Il désigna un tatouage qui occupait la totalité de la surface sous le pied gauche. Une croix aux bords noirs. Dans la partie verticale, était écrit : « Pray Mev ».
— C’est une croix religieuse. Vous savez, quand j’étais plus jeune, j’étais assez fan des films sur les esprits maléfiques, les exorcismes, sur Satan et ces barges qui brûlent des crucifix. Pas vous ?
— On en a tous vu, soupira Nicolas, à bout de patience.
— La partie haute de la croix est située au niveau du talon. Donc, inversée par rapport au sens de la marche et par rapport à l’inscription.
— La croix inversée… Un signe sataniste, comme la tête de bouc du piercing et le Evil dans son dos.
— Dans le genre. « Prie Mev » fait peut-être référence à une identité satanique, Mev, une débilité dans le genre. L’un de mes collègues, Joffrey Lourme, fréquente des gothiques et m’a déjà parlé de ces histoires de croix. Je vous donnerai son numéro. La croix inversée n’est plus tournée vers le ciel, mais vers la terre, elle renvoie à la chute, à la descente aux Enfers. Votre victime, elle écrasait la tête du Christ contre le bitume à chaque pas qu’elle faisait. Une belle façon de dire merde à la religion chrétienne.
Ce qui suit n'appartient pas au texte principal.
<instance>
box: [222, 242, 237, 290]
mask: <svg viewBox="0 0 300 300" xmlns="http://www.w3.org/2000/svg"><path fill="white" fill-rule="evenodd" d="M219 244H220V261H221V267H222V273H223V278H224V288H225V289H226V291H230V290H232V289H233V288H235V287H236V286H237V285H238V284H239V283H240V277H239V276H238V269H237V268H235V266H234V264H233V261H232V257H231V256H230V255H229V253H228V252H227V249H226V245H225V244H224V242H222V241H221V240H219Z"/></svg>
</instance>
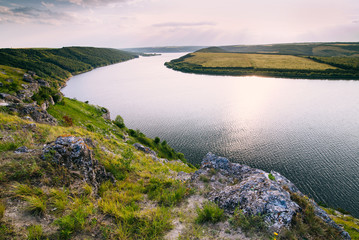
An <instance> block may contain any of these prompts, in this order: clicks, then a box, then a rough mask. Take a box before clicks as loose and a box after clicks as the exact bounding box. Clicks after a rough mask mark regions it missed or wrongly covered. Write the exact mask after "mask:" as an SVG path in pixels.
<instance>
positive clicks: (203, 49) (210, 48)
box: [196, 47, 228, 53]
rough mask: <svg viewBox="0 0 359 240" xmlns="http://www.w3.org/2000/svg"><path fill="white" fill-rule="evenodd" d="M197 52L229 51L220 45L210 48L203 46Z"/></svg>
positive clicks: (224, 52)
mask: <svg viewBox="0 0 359 240" xmlns="http://www.w3.org/2000/svg"><path fill="white" fill-rule="evenodd" d="M196 52H210V53H226V52H228V51H226V50H224V49H223V48H220V47H208V48H202V49H200V50H198V51H196Z"/></svg>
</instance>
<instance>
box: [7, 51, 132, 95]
mask: <svg viewBox="0 0 359 240" xmlns="http://www.w3.org/2000/svg"><path fill="white" fill-rule="evenodd" d="M134 57H135V55H134V54H131V53H128V52H124V51H120V50H117V49H107V48H92V47H64V48H60V49H34V48H26V49H9V48H7V49H0V65H7V66H11V67H16V68H21V69H26V70H30V71H33V72H35V73H36V74H37V75H38V76H39V77H41V78H44V79H46V80H51V82H52V87H55V88H57V86H62V85H63V83H64V81H65V80H66V79H67V78H69V77H70V76H71V75H72V74H78V73H81V72H85V71H89V70H91V69H93V68H96V67H100V66H105V65H109V64H113V63H117V62H121V61H125V60H129V59H132V58H134ZM54 79H56V80H57V81H53V80H54Z"/></svg>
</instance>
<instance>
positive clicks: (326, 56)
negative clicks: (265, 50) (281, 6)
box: [165, 44, 359, 79]
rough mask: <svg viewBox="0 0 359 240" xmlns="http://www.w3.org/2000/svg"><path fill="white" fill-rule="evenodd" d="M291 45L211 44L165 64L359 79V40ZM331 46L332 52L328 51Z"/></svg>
mask: <svg viewBox="0 0 359 240" xmlns="http://www.w3.org/2000/svg"><path fill="white" fill-rule="evenodd" d="M276 46H279V45H276ZM284 46H285V47H284ZM290 46H292V47H293V48H294V50H293V51H288V49H289V48H288V46H287V45H283V46H282V45H281V47H284V48H280V47H279V48H278V49H277V50H276V51H272V50H273V49H272V50H271V51H269V50H268V51H260V50H259V49H261V48H260V47H258V48H257V47H254V46H253V48H251V47H250V46H247V47H244V48H241V47H238V49H237V48H236V47H235V46H233V48H231V47H228V46H227V47H221V48H218V47H211V48H206V49H202V50H199V51H197V52H194V53H190V54H187V55H185V56H183V57H180V58H178V59H174V60H172V61H170V62H166V63H165V65H166V66H167V67H169V68H172V69H174V70H178V71H182V72H191V73H200V74H213V75H234V76H247V75H256V76H268V77H285V78H308V79H359V72H358V66H359V65H358V64H359V44H354V45H353V46H352V45H350V46H351V47H350V46H349V45H348V46H340V47H338V46H335V47H334V46H329V45H325V46H322V45H320V46H317V45H315V46H314V45H313V46H312V45H310V44H308V46H306V45H295V46H293V45H290ZM267 48H268V46H267V45H263V49H267ZM270 48H272V45H270ZM270 48H268V49H270ZM304 48H308V49H306V50H304ZM349 48H350V49H351V50H348V49H349ZM239 49H241V50H239ZM280 49H282V50H280ZM283 49H286V50H283ZM295 49H297V50H295ZM298 49H300V50H298ZM328 49H330V51H329V52H328V51H326V50H328ZM236 50H238V52H237V51H236ZM312 51H314V52H312ZM323 52H326V53H325V54H324V53H323ZM330 54H331V55H330Z"/></svg>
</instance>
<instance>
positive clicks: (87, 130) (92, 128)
mask: <svg viewBox="0 0 359 240" xmlns="http://www.w3.org/2000/svg"><path fill="white" fill-rule="evenodd" d="M86 129H87V131H90V132H94V131H95V127H94V126H93V125H92V124H91V123H88V124H86Z"/></svg>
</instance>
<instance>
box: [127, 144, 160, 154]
mask: <svg viewBox="0 0 359 240" xmlns="http://www.w3.org/2000/svg"><path fill="white" fill-rule="evenodd" d="M133 146H134V147H135V148H136V149H137V150H140V151H142V152H144V153H147V154H150V155H153V156H154V157H156V156H157V153H156V152H155V151H153V150H152V149H151V148H149V147H145V146H143V145H141V144H139V143H135V144H133Z"/></svg>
Tandis que Nicolas griffonnait sur son carnet, Lucie restait droite, les bras croisés, les yeux vides comme s’ils voyaient à travers le cadavre. Elle avait lu dans le rapport de son oncle que la fille qui côtoyait Ramirez affectionnait le look gothique. Elle pensait de surcroît au chat noir couvert de sangsues. Un lien avec le diable, là aussi ?
Paul Chénaix sollicita son collègue, et ils attaquèrent l’autopsie à proprement parler. De nouveaux tubes se remplissaient d’échantillons d’urine, de bile, de muscles, de peau, tandis que les organes quittaient le corps pour observation, pesée, échantillonnage. Julien Ramirez se résumait à un objet d’étude, une première marche à franchir pour accéder à la vérité.
Lucie glissa les mains dans ses poches, tremblantes sous le poids du secret. Elle imagina le père de ses enfants, seul au fond de cette cave, à charcuter le corps, transférer les sangsues gorgées du chat vers les plaies mortes et froides de l’homme. Comment avait-il pu penser à une mise en scène pareille ? Pourquoi une telle plongée dans les abysses ? Elle le revoyait aussi, à genoux dans le garage, engoncé dans sa blouse bleue, les yeux injectés de petites veines, en train de brûler son costume. Cette nuit-là, il n’avait plus été un flic. Mais l’un d’entre eux. « On cache tous des squelettes au fond de nos placards. »
Il n’était pas loin de midi quand l’autopsie arriva à son terme.
— Je vais suivre le dossier avec l’anapath et la toxico, ça m’intéresse quand ce n’est pas classique. Et je vous ferai un bilan, si vous voulez.
Les policiers le remercièrent. Nicolas prit une bonne bouffée d’oxygène une fois à l’air libre, sous un ciel de traîne comme septembre sait les modeler, avant de ranger son carnet et de planter une nouvelle cigarette entre ses lèvres. Il devait se tapisser la gorge de nicotine et saturer ses narines de fumée.